The event is for a worthy cause – the fight to end cancer.  It is a sight to behold the thousands of people gathered together with bike helmets on and bikes a tow.  I am used to runners.  Runners are less glossy and more rugged.  They are out on the road striking the pavement for hours in a pair of shorts and tank top and running shoes.  Bikers are more polished and tidy.  They are decked out in their shiny lycra and spandex shirts and shorts with five pockets all over them for water bottles and bananas and fruit bars.  They wear their tiny clip-in shoes and sparkling helmets.  Now, I admit to some generalization because I have met some high rolling runners in my time (still remember the one with matching asics tank top and running shorts (not even long enough to cover his entire buttocks) and bright-colored running shoes and waist belt with gel shots).  But bikers seem to be overall a little bit more glamorous and high-maintenance than runners.  You could tell the hard-core bikers; they had scuffed up bikes and used water bottles.  Helmets that had been scraped up and tight calves.  You could tell the newbies; they had their shiny new bikes with bright-colored water bottles.  Helmets that beamed at you and clipped shoes they were trying to force into the clips without falling.  But no matter expert or novice, everyone came together on this day to ride for one cause – to beat cancer – and that makes the event so inspiring.  You don’t bike for more than a mile or two without bystanders cheering for you and thanking you for riding in the event.  Signs hang everywhere thanking you for riding for someone’s mom or brother or friend.  It is humbling. 

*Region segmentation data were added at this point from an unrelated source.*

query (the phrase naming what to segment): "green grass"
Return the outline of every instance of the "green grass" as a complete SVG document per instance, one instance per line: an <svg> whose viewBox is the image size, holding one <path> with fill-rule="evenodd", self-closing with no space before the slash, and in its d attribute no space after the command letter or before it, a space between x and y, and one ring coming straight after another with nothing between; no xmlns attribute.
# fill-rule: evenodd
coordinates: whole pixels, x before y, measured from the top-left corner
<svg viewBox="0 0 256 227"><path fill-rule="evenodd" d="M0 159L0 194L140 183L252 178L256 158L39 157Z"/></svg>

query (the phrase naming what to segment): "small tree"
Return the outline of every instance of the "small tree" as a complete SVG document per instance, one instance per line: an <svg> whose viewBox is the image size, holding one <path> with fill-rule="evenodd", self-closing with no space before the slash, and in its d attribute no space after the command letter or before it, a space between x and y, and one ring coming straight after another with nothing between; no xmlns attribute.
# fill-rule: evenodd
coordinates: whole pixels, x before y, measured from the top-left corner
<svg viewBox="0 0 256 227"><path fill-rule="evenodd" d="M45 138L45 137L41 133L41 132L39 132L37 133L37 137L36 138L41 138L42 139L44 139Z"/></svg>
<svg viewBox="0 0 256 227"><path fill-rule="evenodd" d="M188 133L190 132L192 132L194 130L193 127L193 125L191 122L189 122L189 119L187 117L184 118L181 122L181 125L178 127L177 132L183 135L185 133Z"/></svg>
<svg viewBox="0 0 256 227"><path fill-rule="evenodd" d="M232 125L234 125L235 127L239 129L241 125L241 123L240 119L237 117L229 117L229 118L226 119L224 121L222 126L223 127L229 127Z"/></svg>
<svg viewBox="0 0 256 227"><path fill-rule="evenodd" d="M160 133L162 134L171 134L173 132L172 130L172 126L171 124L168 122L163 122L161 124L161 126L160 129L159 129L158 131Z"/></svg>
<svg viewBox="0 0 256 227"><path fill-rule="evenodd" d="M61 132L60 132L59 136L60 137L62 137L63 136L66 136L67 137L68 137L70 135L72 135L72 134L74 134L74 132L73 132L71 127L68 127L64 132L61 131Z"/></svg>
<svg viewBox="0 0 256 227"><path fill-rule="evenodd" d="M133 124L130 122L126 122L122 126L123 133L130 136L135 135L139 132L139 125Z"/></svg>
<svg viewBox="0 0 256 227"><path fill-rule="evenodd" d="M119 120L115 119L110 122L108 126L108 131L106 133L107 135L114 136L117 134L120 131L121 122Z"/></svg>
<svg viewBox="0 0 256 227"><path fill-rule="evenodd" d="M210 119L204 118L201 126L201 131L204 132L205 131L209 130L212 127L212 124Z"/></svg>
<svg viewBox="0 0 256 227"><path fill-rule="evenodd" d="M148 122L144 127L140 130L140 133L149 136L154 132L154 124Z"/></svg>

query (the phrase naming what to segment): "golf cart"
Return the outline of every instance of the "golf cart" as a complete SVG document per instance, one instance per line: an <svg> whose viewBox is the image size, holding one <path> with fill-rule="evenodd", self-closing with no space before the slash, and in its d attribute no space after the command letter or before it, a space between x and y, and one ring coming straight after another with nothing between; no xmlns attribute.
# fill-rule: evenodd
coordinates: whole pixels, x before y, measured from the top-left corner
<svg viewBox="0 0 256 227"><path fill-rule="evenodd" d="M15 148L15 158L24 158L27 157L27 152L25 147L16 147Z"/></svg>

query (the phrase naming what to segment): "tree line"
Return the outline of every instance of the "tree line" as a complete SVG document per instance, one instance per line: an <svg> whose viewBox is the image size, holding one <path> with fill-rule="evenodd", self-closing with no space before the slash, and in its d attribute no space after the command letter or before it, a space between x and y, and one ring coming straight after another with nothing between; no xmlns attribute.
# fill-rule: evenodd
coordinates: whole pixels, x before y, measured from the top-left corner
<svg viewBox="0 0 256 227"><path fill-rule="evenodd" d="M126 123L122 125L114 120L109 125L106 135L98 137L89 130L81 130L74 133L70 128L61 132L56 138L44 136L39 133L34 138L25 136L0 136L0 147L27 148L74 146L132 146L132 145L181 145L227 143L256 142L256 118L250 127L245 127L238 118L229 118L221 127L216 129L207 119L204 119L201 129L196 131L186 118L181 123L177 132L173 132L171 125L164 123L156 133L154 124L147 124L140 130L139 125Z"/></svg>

What was even more of a treat this year was that I had my babes waiting for me at the finish line cheering me on as I rounded the corner from the side road.  Jon was standing over them waving at me (my ultimate cheerleader who roots me on for these events all the time) and they jumped up and down yelling “Go Mom!”  When I got off my bike to hug them, Maria immediately asked “Are you sweaty?”  When I told her yes, she let me know she would hug me later.  I took them to the food and drink tent and we ate chips and oranges.  Maria wanted a pb&j sandwich so bad but I refused to allow her to tak a sandwich from one of the bikers who would need it.  “But mom, I am starving!”  This is after a burrito and a donut an hour earlier.  She is my girl. 

We drove back home and decided to hit the library and Maggie’s new apartment for a tour.  Mario thought we would definitely take the car since I rode 43 miles.  Maria knew better: “Mario, you know mom is not going to waste energy; besides she is not even tired.”  Mario looked at me and nodded knowing his fate would be the stroller and not the car watching movies.  I made it up to him at the library though.  He got three DVDs of Spiderman, Looney Tunes, and Tom & Jerry.

2 thoughts on “Pelotonia

  1. Patty says:

    We are proud of you Mary, you are a MACHINE. However, we also worry about you running by yourself in the dark!!!!! Love Marie’s comment about hugging you later becasue you were sweaty. That’s our girl! Ha.